Nitrogen oxide levels are down 71% over the 25 years, a group of chemicals called non-methane volatile organic compounds (NMVOCs) which include benzene, ethanol and formaldehyde have dropped 66%, while the level of tiny particles of pollutants known as PM10 has fallen 63%.
Ammonia has fallen the least since 1990, with a 10% drop.
The latest figures in the National Atmospheric Emissions Inventory report to 2015 showed little change from the previous year - ammonia increased from 36 to 37 kilotonnes (kt) in that period, while carbon monoxide dropped from 113kt to 112kt and nitrogen oxides fell by 4kt to 84kt, driven by improvements in the energy industries.
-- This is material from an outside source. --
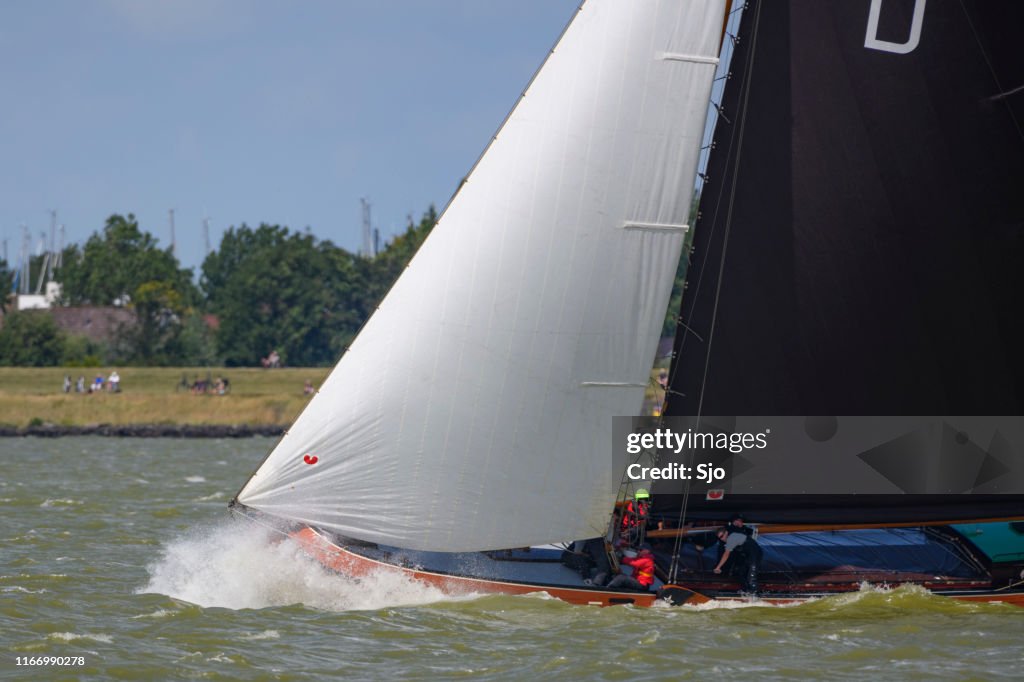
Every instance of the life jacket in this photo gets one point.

Sulphur dioxide showed the largest change year on year, falling from 30kt to 23kt, also due to a drop in energy industries, while NMVOCs rose three kt to 140kt mainly due to a rise in emissions from industrial processes including the whisky industry, which contributes around 42% of total Scottish emissions.
Both lead and PM10 remained the same at 3kt and 12kt respectively.
The report also revealed the increasing use of wood-burning stoves in homes are leading a rise in carbon monoxide and PM10 in the residential and other combustion category.
Statisticians point out the uncertainties around the estimates for any given year are "considerable" and trends over time are likely to be more reliable, with the uncertainty rating high for ammonia, carbon monoxide and PM10, moderate for NMVOCs and lead and low for nitrogen oxides and sulphur dioxide.
Environmental campaigners welcomed the drop in air pollution since 1990 but raised concerns over current pollution hotspots.
Scottish Greens environment spokesman Mark Ruskell said: "The long-term trend is downward but we have a rising number of pollution hotspots breaching legal limits with 38 town and city centres now affected across Scotland.
"It's a public health crisis that successive governments have ignored. Ministers need to step up funding and support for low emissions zones and back my proposal for a 20mph default speed limit in urban areas, as together these measures will save lives."
Friends of the Earth Scotland's Air Pollution Emilia Hanna echoed his concerns and backed calls for low emission zones.
She said: "These results look at pollution in terms of overall tonnage across the country, which is very important, but what really matters to people's lives and health are the acute concentrations of pollution that people are exposed to.
"The report makes it clear that Nitrous Oxides are concentrated along roads, particularly in urban areas. These elevated concentrations of pollutants are illegally high and are causing a public health crisis."
She added: "Air pollution, at levels we continue to see on Scottish streets, has been linked with cancers, heart attacks, strokes, and reduced foetal development."